Machine Learning Classification Confidence – How Confident Should You Be?
If your kid got a 99% on an exam, he or she should feel pretty good about that result. However, should you feel good if your machine-learning algorithm reports 99% confidence for a specific determination or conclusion? Well, yes and no. And note that the 99% is an arbitrary number used throughout this post, not a statistic for machine learning algorithms.
What is machine learning at a high level?
There has been a lot of hype with machine learning, so let’s go over how machine learning works. In my current domain, I am exposed to computer vision applications more often, so much of my machine learning experience is with convolutional neural networks (CNN), and will talk about CNNs in this post. However, my comments generalize to machine learning algorithms.
A good way to think of a machine learning algorithm is that it is very good at automatically finding signatures or patterns from many example source data (where “many” indicates the scale of big data), so that it can make a determination or conclusion when given a new example. For instance, a CNN takes the input of an image, and makes a determination, such as “is it an image of a cat?” It does this by evaluating many images of cats, and automatically finds the small signatures that a cat should have and where. When the CNN is given a new image, a 99% confidence means the new image exhibits the small signatures in the right place, for 99% of the signatures that the CNN determined should be there “to be a cat”.
How does it find these signatures? The CNN starts with assigning an arbitrary probability to each small section of an image. With each example image it processes, it adjusts the probability, and starts converging on whether it might be a signature. So if you have heard a machine learning algorithm being a probabilistic approach, this is exactly why. And if you hear the hype of machine learning nearing the intelligence state of Skynet (from the movie Terminator), this is also why you should not believe the hype.

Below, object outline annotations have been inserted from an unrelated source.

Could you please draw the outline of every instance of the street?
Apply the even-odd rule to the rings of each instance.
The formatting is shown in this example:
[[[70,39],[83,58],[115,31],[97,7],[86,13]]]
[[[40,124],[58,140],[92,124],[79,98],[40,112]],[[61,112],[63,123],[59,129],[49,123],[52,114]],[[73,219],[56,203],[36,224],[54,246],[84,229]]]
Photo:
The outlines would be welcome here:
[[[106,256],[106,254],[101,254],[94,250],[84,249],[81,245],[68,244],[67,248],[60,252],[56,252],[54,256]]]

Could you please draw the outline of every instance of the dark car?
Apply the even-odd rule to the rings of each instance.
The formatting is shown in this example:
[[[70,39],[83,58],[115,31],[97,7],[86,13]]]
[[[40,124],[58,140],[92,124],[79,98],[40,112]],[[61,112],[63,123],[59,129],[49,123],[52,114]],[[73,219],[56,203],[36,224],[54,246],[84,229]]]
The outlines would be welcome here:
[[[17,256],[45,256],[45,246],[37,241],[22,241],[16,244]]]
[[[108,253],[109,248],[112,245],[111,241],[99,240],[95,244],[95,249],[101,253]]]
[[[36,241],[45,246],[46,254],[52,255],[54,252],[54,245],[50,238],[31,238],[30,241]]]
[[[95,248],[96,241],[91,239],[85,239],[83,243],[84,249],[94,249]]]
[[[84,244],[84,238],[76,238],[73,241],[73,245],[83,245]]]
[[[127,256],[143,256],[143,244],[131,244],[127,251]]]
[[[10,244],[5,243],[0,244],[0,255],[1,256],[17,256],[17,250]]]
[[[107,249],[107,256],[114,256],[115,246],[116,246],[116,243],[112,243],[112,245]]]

Why you should feel good about 99%
What makes a CNN algorithm significantly better than a deterministic approach, is that a deterministic approach requires that the human teach the machine what and where all those small signatures must be, and often we humans don’t know ourselves. If a human can’t consciously recognize all the small signatures, we cannot possibly teach the deterministic approach to be very good. Even if a human can recognize all the small signatures, the deterministic approach would require way too much complexity in the code. The CNN algorithm can find those signatures automatically by learning from the many examples, and thus have seen reliability and efficiency of these algorithms in doing a much better job over its deterministic predecessors.
Having gone through many examples, the probabilities would have converged, resulting in many signatures. Then having many different unique signatures found, a 99% match against those signatures is feeling pretty good.
Why you should not be over-confident with 99%
Who says the probabilities have to converge? Some may not converge, or even converge optimally, and may result in few signatures. With much fewer signatures, a 99% confidence does not sound too good. However, the honest software developer would have told you that the machine learning approach has not worked well for the particular application.
While the above situation is easy to detect or verify, there are two scenarios which can be more difficult to deal with. The statistics are quite different on how often each scenario happens for the different applications and the different configurations of CNN.
- False positives: when the CNN concludes the image is a cat (99% confidence), but it is not. Even if the CNN indicates that the many signatures are needed to prove the image is of a cat, it does not mean that there are no other things (in this known world) that exhibit the same signatures. The Google Photo incident of classifying a person as a gorilla is an example of a false positive. And unfortunately, CNN is a global algorithm, meaning it cannot easily handle exception cases. For instance, you cannot tell the CNN to take a slightly different and localized path to fix a specific problem such as a false positive.
- False negatives: when the CNN concludes the image is not a cat (low % confidence), but it is. This usually happens when there is noise in the image that distorts the signature enough to be not considered a signature. This scenario can be bad if security applications can be fooled into missing the signatures. If you are a Star Wars fan, a non-machine-learning example of a false negative would represent a missed opportunity to capture the droids (see image).
A more appropriate number should be known, such as the classification accuracy. Classification accuracy is basically the percentage that we know for sure the CNN got things right when given large number of images to process, done through lots of time-consuming human verification. Getting this accuracy to 99% then would be much more comforting, but not still fool-proof.
So where do we stand with machine learning?
In many applications, machine learning algorithms have significantly outperformed its deterministic predecessors, as the classification accuracy should prove. However, it is “not human intelligent” – it is just converging on probabilities. And they cannot be assumed to be perfect (even with 99% classification accuracy), though it is noteworthy that many of the errors (false positives and false negatives) would not fool the human. As such, a good application understands the limitations, and would apply human intervention to avoid catastrophic outcomes from the errors. For example, if the application is to track and arrest specific felons, any hits should first be confirmed by a human (instead of an automatic arrest command without human confirmation) that it is indeed the felon they are seeking, to avoid false positives resulting in catastrophic outcomes in arresting the wrong guy.
And does this mean it’s the end of the deterministic approach in AI? No – if there are small number of identifiable and unique signatures needed, the deterministic approach is likely more reliable and easier to manage.